Nowadays, a new-style plastic Terminator box is around £30 RRP (or £6.00 per model). That's a big price in real-terms, in a material that is mere pennies compared to making them in metal (and despite the upfront mould costs to GW).

Of course, the new Terminators are plastic, posable (...sort of), and come with a decent number of weapon options.

However, they are also about 40% of the points they used to be, so you need about twice as many to play 40k with as before. Yep, that means that to get a real equivalent in a game of 40k, the actual £/game value of the models has gone up by 200% (or from about £4.50 to £12.00 in real money terms).
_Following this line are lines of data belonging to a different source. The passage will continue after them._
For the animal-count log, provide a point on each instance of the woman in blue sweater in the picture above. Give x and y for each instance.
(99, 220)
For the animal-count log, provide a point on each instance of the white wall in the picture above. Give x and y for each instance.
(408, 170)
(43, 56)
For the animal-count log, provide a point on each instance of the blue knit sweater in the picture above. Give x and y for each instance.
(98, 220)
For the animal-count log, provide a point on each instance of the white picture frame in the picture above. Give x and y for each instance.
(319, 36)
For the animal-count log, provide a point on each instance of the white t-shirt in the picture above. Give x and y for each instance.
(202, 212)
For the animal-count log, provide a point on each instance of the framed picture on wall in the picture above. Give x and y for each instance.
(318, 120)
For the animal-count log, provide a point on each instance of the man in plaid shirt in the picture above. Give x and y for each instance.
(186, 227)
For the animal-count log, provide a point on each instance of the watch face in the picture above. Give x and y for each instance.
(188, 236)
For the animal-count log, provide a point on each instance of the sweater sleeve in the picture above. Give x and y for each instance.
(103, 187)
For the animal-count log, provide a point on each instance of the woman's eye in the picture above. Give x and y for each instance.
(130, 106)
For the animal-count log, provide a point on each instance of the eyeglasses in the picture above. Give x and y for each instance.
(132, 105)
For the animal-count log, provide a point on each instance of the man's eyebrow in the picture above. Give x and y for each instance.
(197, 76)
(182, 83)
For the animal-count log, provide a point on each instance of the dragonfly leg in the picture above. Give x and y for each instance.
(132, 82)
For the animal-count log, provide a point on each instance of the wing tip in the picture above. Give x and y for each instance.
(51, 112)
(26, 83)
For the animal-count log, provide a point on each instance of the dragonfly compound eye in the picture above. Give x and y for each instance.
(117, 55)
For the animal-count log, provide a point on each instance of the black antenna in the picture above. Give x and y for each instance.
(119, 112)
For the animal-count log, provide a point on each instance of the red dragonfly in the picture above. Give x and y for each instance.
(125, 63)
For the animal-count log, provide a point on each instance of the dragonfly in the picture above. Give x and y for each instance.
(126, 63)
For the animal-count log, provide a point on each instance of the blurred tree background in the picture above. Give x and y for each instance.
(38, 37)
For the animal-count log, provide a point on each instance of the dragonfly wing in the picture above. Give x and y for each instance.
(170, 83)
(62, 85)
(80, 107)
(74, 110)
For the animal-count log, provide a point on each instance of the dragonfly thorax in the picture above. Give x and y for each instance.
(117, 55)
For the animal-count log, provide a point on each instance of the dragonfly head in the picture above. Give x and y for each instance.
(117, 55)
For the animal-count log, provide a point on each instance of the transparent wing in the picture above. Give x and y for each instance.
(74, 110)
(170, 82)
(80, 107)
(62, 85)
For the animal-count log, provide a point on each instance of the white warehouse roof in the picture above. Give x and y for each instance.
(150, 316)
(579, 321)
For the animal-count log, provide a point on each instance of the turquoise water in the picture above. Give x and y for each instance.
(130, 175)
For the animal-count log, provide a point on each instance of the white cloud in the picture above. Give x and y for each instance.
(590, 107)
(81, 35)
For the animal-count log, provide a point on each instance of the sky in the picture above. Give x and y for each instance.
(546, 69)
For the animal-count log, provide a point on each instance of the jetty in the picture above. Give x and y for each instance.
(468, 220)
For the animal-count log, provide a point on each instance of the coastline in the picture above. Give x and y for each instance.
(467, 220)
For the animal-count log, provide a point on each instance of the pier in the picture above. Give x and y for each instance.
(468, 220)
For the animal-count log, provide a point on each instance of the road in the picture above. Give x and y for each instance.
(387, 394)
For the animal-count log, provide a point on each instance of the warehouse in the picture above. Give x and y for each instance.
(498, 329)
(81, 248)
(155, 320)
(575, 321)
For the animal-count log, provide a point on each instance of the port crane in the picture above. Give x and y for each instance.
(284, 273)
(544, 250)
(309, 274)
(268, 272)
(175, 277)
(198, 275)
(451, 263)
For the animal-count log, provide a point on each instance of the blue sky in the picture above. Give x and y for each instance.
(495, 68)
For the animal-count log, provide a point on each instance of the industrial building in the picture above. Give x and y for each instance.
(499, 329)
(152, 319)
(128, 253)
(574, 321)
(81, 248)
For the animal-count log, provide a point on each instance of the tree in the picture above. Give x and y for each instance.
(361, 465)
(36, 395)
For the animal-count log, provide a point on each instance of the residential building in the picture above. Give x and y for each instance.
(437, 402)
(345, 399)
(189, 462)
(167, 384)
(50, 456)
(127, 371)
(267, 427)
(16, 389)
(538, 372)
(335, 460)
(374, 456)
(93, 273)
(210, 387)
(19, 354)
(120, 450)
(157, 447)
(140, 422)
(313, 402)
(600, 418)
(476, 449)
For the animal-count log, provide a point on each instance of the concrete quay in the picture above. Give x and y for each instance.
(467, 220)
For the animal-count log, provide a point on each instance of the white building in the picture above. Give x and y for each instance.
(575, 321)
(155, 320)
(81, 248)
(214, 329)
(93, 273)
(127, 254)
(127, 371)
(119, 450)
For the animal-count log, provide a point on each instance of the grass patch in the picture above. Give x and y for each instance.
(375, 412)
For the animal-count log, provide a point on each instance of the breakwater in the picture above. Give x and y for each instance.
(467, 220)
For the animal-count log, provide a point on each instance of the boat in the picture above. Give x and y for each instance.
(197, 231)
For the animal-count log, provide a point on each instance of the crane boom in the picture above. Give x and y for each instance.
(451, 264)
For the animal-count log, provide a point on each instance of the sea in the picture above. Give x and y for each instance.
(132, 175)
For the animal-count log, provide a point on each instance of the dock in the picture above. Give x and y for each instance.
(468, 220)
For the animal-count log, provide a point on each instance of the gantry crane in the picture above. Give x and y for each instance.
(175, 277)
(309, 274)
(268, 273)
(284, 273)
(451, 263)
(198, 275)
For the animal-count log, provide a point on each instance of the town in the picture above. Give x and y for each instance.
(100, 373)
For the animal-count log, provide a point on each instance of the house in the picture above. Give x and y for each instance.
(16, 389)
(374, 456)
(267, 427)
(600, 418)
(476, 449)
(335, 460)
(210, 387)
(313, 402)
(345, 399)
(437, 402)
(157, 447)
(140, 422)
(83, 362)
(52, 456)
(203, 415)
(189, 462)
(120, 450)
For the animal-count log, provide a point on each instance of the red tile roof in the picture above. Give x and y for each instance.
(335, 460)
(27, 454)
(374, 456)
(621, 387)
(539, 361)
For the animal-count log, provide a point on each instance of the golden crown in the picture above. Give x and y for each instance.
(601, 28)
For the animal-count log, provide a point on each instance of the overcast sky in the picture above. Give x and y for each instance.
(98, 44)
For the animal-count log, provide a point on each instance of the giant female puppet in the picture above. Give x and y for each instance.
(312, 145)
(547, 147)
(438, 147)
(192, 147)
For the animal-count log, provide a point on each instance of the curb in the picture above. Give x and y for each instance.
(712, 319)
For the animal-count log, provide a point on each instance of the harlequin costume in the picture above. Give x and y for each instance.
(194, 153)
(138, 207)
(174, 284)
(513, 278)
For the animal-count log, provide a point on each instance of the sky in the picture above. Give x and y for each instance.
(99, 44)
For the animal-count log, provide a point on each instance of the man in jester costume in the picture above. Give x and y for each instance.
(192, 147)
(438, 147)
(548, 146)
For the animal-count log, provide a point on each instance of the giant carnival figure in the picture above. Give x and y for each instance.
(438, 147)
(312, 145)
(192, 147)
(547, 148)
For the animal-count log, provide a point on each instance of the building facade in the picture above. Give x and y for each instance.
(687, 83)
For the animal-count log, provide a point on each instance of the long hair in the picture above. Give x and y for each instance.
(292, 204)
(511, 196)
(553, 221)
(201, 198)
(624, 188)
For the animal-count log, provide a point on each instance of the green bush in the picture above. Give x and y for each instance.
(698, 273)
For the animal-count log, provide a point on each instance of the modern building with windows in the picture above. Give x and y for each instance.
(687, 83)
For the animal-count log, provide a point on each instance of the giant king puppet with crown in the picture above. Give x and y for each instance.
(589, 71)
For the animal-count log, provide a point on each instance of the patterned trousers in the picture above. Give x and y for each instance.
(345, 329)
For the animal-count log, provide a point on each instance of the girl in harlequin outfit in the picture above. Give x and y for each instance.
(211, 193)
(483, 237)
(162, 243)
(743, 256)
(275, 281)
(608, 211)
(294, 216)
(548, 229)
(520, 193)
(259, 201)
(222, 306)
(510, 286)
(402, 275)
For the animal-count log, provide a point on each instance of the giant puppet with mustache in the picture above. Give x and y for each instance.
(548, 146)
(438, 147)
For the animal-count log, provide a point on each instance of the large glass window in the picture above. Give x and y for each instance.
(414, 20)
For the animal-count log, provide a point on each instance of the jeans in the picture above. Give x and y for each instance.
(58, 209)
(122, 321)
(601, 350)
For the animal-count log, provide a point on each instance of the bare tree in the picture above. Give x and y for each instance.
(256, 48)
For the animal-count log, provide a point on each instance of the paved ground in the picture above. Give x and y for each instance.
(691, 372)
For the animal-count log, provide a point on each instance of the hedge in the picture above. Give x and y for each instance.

And that's a big part of why despite liking a fair few models (and nowadays owning a lot of GW stuff from over the last 25+ years of collecting), 40k and GW in general is just turning people like me off. I apologise for singling out GW (I know there's a thread for these sorts of posts normally), but it is relevant to the discussion of "the price of a model" - they are a giant of the industry, and consequently what they can sell models for sort of sets the benchmark for what other sci-fi and fantasy models will sell for (whether you like it or not - miniature manufacturers of all sizes are businesses after all).


The problem I've found with multiple figures in each mould is when a cavity or two gets torn or doesn't cast well, and it screws up the whole pack.

I can imagine, and I think that's why a lot of companies (including GW, Corvus Belli, Reaper, and others) do the same thing as you. Then again, they usually do sell single-model packs too, despite some only being available as sets.